Second possible reason can be the moment the picture is taken. Using auto fill will place a picture in the database at the moment it's considered to be correct. Not too much blur, and facing the camera more or less. Please take a look in the database to see if all the faces are sharp and facing the camera in front.

rsingh2083 commented 3 years ago

I didnt put images manually. I took snapshot of three images of a person and renamed them as p1.jpg, p1#1.jpg, p2#2.jpg and then ran ./Facerecognition -p1.jpg (...etc) The problem with autofill is that its populating some blurry and choppy images also

Qengineering commented 3 years ago

As far as I can see, you did the correct thing. Running ./Facerecognition p1.jpg will load only p1 in the database. You can check if the warp projection is performed on the face by comparing the original and the one in the database.

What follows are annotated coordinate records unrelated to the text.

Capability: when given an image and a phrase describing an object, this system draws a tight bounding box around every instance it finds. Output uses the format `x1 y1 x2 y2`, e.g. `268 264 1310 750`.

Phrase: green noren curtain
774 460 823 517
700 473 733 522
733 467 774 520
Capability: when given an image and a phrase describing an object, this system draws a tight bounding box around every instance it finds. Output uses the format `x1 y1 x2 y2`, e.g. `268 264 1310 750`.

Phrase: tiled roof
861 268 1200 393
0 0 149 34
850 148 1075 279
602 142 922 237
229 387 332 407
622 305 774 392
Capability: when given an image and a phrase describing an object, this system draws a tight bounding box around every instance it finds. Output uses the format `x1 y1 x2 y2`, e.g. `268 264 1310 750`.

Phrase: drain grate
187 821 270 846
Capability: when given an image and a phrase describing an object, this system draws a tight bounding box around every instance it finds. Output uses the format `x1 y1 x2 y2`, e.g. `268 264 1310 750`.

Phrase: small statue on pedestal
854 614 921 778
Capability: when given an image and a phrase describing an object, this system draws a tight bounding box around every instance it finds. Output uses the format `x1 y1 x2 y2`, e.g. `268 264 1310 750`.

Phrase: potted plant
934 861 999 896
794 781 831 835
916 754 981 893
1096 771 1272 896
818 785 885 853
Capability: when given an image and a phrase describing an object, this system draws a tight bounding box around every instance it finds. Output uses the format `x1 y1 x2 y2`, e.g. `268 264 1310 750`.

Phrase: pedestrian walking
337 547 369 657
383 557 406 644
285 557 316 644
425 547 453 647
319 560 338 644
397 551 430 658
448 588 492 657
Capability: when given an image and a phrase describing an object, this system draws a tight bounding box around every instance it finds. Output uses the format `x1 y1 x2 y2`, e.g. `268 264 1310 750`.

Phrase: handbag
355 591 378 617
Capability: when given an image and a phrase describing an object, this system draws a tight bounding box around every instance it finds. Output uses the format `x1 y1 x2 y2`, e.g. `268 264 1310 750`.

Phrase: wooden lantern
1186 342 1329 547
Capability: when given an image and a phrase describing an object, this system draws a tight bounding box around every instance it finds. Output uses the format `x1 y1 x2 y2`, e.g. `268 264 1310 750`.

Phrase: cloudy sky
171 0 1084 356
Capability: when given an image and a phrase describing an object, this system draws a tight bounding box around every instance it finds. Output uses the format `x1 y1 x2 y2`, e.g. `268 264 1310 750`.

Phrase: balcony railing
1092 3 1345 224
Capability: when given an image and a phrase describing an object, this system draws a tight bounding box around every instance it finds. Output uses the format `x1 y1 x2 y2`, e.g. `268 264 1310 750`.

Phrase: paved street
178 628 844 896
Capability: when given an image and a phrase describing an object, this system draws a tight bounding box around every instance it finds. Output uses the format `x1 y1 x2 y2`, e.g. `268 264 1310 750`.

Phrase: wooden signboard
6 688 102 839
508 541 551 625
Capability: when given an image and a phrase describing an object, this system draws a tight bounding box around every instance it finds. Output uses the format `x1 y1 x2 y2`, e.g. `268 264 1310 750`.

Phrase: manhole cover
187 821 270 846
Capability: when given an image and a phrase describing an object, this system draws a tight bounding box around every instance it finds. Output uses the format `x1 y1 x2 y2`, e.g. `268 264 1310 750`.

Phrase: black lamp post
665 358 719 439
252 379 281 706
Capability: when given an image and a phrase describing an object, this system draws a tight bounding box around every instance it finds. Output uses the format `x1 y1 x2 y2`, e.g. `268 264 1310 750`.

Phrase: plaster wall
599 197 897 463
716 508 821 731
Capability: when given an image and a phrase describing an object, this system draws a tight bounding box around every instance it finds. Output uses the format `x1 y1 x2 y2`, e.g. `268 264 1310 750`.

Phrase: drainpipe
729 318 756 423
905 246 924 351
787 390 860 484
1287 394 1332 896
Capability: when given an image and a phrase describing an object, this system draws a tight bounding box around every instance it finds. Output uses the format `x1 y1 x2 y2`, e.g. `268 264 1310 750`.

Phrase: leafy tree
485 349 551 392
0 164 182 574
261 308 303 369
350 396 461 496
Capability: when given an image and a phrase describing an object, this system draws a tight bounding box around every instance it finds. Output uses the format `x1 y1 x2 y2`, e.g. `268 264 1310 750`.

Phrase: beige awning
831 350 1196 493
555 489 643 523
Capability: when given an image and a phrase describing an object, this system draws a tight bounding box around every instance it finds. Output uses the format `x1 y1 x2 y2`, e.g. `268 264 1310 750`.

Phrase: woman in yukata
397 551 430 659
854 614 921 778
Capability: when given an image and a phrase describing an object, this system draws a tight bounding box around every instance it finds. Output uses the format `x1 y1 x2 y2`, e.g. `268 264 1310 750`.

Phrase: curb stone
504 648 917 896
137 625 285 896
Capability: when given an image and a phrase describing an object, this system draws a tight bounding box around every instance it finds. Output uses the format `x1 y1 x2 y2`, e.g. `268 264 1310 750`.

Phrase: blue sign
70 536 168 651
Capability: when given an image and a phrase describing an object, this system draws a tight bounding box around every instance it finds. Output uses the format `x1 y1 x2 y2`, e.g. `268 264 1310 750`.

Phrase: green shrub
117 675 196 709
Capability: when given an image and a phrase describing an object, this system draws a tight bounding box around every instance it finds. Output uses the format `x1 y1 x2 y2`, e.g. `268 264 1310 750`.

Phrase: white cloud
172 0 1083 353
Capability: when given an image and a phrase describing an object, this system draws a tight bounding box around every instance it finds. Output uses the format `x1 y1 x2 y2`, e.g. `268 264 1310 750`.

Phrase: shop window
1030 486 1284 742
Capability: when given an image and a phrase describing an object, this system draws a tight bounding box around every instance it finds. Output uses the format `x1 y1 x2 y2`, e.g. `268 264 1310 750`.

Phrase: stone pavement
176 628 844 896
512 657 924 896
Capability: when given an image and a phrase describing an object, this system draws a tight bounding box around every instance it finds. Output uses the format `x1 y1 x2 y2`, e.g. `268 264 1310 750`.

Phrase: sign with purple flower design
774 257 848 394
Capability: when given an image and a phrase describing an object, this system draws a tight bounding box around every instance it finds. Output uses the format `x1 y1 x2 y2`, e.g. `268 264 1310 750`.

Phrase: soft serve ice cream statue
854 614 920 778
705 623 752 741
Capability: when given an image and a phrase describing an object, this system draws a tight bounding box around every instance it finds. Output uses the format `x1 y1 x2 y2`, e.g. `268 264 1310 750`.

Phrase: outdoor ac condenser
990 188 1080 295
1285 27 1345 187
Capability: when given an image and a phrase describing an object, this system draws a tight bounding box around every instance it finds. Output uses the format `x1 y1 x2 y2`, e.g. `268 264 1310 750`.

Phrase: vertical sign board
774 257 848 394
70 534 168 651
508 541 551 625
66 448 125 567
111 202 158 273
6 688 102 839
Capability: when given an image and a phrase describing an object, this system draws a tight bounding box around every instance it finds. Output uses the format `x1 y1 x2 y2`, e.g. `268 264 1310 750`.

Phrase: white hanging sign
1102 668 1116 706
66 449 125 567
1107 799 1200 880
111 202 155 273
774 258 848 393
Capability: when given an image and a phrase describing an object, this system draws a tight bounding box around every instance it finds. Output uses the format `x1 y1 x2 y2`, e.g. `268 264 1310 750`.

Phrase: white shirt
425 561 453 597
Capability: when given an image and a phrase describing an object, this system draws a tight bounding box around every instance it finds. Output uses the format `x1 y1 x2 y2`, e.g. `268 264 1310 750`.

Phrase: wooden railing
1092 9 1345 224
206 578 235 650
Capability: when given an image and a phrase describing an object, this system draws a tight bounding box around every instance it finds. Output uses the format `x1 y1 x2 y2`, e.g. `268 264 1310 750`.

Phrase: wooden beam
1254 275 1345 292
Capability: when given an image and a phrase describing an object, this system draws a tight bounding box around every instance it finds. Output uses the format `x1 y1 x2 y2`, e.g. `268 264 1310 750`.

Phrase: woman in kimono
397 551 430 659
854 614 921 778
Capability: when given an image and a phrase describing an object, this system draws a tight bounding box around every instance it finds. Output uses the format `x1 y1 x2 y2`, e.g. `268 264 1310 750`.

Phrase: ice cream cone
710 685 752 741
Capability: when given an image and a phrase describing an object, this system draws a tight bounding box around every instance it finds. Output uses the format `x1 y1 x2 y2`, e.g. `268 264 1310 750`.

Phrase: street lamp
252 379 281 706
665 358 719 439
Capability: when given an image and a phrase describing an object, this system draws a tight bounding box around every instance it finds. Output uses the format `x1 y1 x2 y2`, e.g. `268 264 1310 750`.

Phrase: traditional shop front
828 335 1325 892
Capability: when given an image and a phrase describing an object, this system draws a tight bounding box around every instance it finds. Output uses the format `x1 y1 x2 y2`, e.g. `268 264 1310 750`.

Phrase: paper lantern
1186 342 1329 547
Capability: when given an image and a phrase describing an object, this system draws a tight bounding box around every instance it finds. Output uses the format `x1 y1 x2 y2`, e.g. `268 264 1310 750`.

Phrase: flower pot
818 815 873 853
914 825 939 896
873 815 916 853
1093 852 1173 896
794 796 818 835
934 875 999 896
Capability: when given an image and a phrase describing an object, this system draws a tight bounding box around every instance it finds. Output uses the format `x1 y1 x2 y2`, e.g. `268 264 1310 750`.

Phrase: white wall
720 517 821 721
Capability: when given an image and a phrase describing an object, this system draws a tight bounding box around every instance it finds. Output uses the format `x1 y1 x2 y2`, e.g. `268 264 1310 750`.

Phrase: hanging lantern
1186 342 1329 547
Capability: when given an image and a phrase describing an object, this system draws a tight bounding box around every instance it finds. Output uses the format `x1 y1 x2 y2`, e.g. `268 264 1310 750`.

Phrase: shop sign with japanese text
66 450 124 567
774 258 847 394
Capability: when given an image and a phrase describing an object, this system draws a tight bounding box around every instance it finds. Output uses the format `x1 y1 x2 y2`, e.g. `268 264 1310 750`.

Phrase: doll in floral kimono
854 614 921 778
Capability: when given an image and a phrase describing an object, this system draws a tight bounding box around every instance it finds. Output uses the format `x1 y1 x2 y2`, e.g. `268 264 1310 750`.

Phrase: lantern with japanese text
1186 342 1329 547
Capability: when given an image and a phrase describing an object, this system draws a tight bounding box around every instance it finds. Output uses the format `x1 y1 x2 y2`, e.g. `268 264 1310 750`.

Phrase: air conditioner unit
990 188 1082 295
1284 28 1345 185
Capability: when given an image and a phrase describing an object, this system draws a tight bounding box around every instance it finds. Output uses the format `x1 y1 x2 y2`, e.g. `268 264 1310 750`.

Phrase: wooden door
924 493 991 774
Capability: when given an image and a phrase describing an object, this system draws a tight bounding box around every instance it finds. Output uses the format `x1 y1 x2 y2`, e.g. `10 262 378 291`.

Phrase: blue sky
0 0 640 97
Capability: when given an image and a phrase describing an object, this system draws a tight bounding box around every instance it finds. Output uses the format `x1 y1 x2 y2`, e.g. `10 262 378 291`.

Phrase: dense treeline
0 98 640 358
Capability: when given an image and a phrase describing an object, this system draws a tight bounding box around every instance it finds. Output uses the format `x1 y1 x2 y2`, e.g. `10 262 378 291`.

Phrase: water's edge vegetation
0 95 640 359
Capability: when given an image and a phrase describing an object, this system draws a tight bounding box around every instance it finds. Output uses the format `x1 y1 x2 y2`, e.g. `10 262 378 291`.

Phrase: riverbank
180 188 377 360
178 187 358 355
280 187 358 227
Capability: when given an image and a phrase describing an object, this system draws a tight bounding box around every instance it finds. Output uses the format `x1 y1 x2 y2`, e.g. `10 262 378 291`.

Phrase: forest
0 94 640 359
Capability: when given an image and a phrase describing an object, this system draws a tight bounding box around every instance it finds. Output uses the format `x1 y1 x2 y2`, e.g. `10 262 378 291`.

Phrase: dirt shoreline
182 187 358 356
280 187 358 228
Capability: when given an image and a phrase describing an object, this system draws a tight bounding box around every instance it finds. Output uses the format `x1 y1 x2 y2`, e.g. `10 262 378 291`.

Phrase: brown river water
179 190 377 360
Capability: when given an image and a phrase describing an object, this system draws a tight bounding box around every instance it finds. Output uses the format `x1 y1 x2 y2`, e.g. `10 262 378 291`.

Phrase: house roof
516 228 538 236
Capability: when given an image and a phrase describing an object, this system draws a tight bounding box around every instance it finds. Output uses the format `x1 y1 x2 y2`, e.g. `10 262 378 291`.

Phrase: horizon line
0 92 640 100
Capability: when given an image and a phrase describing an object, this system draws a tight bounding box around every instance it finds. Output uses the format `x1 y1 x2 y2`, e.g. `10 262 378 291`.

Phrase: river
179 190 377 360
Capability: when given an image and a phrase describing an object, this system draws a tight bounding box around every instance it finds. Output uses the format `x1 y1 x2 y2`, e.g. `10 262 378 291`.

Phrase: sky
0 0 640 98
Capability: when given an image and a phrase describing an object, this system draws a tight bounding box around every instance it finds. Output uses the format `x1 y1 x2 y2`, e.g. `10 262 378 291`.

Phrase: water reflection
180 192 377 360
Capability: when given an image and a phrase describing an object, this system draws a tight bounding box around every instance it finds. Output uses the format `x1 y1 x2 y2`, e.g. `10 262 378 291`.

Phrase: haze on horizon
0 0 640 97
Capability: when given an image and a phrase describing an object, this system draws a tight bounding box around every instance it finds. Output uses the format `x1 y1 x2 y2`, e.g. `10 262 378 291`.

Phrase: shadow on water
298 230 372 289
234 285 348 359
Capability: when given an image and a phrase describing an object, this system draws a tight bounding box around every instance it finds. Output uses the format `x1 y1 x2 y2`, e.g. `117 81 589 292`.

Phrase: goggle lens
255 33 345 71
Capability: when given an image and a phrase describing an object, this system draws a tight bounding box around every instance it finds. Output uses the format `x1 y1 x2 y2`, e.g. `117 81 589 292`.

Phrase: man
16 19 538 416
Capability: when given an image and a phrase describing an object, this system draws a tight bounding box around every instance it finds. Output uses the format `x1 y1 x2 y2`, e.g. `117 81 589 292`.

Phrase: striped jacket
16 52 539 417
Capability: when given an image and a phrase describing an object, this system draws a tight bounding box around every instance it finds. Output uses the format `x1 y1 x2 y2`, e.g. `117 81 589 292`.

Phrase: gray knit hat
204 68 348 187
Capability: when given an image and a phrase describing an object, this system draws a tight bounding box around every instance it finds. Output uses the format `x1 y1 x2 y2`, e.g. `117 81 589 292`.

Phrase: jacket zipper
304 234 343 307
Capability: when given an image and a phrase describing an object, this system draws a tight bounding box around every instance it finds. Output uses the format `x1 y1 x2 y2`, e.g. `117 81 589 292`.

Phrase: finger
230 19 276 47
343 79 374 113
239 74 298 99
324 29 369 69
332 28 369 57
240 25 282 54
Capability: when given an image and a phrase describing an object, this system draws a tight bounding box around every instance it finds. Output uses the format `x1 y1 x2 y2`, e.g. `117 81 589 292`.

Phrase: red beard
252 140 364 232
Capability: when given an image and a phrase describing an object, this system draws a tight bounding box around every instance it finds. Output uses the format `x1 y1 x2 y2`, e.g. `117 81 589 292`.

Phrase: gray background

Most times the face in the database will be 'wider'.

rsingh2083 commented 3 years ago

Your readme mentions that RetinaFace is more accurate and input is 324x240. But when I add image to database using Retina enabled FaceRecognition, then also the size of images in database are 112x112 pixels only.

Qengineering commented 3 years ago

There are a few deep learning models working here.

RetinaFace to recognize a face in a scene, or MtCNN to recognize a face in a scene. Live is trying to determine if a person is live or some photo of a face. Mask, to see if a person is wearing a mask. MobileFaceNet to do the actual recognition of a person from the database.

Each model has it's unique input size. In this case uses RetinaFace 324x240, whilst MobileFaceNet works with cropped faces of 112x112.